Murphy's Jukebox Law

Making the sale is important. But after the sale is made, this jukebox integrator says to be prepared for what you find at the installation site.

When a large utility company in the southern United States learned the government mandated documents retention for 21 years, it knew it had a problem. It was dealing with 11,000 new documents a day. It needed to scan those documents, store them on CD-ROMs, and retrieve them in cases of customer requests and internal review.

This particular utility company, like many large entities, moves at a deliberately slow speed through selection and approval processes. And, you can imagine how hard it is to make sure the left hand knows what the right hand is doing.

By the time McCoy Enterprises (Southern Technology Group) (Huntsville, AL) got involved, the imaging part of the project was already underway. The utility company could capture the images it needed, but it had no way to store them. Worse yet, it had no way to retrieve them.

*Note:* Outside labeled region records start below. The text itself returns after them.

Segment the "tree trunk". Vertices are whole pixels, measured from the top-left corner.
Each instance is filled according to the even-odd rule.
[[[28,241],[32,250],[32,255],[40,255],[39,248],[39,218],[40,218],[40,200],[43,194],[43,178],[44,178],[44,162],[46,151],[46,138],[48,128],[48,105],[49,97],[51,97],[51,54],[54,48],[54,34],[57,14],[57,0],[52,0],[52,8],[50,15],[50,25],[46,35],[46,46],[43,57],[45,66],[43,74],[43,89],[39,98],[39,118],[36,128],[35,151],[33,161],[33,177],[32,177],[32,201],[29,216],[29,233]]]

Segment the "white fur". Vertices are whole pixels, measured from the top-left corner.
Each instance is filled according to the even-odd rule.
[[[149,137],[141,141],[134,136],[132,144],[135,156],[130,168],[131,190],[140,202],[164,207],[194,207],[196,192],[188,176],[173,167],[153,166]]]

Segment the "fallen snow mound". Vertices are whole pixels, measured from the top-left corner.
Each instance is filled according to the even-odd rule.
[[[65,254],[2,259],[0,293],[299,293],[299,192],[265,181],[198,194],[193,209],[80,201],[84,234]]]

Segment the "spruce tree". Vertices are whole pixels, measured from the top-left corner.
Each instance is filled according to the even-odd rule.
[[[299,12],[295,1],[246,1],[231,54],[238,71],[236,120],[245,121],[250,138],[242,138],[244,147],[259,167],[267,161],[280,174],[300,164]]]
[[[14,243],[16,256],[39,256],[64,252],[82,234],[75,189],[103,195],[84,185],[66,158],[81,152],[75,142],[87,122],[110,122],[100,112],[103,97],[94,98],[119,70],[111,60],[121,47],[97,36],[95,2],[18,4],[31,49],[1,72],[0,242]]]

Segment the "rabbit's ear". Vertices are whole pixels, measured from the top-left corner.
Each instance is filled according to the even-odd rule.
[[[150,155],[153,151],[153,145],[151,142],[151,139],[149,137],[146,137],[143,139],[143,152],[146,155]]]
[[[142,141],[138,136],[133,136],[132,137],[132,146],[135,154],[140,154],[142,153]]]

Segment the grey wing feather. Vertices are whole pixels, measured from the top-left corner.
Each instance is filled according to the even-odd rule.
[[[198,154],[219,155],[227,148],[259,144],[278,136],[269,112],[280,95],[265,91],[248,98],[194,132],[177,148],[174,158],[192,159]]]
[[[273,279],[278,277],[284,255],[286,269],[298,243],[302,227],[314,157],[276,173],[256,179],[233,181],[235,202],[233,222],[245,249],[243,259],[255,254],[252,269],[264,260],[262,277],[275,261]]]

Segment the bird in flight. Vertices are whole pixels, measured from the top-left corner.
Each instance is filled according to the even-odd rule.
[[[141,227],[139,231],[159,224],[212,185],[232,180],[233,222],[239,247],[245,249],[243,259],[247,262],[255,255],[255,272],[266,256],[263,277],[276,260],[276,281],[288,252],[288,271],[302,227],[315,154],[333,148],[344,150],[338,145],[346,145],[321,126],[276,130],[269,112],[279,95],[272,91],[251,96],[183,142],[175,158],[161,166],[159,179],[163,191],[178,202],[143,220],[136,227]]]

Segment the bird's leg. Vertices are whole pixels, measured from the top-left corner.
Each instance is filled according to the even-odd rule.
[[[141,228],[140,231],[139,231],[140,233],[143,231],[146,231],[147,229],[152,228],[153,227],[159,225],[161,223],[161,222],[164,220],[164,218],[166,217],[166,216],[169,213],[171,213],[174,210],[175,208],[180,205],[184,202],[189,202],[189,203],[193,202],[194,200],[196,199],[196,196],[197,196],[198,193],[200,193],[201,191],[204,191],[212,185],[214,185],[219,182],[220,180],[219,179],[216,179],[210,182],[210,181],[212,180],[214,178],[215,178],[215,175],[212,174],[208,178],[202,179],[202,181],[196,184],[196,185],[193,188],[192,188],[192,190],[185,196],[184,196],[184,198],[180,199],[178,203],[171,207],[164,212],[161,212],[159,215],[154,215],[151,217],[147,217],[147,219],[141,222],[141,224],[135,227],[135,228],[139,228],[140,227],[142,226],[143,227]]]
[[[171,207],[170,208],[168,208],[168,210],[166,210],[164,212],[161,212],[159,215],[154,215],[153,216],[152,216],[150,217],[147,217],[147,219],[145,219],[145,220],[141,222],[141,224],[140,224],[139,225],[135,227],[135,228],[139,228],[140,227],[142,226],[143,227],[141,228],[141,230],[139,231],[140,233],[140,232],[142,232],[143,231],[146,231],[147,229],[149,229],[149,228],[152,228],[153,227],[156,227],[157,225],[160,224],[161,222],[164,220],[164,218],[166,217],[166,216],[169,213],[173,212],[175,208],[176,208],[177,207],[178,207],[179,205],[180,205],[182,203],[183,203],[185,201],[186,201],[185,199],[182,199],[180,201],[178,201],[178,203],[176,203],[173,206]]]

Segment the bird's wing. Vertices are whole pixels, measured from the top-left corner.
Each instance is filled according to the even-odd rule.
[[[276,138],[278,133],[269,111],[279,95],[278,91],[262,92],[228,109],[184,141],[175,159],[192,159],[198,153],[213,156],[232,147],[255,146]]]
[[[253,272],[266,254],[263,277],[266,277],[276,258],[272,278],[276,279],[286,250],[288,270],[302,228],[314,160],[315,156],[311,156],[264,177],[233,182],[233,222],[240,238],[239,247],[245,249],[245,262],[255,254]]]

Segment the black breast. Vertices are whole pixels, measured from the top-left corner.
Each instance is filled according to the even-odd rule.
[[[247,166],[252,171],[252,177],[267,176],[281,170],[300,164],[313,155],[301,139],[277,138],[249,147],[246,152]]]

Bob McCoy, president of Southern Technology Group, developed and automated the storage process for the utility company. His mass storage solution used CD jukebox technology from JVC (Cypress, CA) in conjunction with K-Par's (Bristol, UK) Archimedia HSM (hierarchical storage management) software. The solution eliminated paper handling, once the documents were imaged. The solution provided rapid access to information when sporadic retrieval was needed.

A dedicated task force from the utility company had already purchased its scanners from another VAR during the imaging phase of the project. Unfortunately, that VAR did not have any experience with mass storage. A vendor that the utility company trusted recommended McCoy's company. "[This customer] put us through the grinder," said McCoy. "We were not a household name, so we had to convince the customer we knew what we were talking about. We did that by leveraging JVC's name."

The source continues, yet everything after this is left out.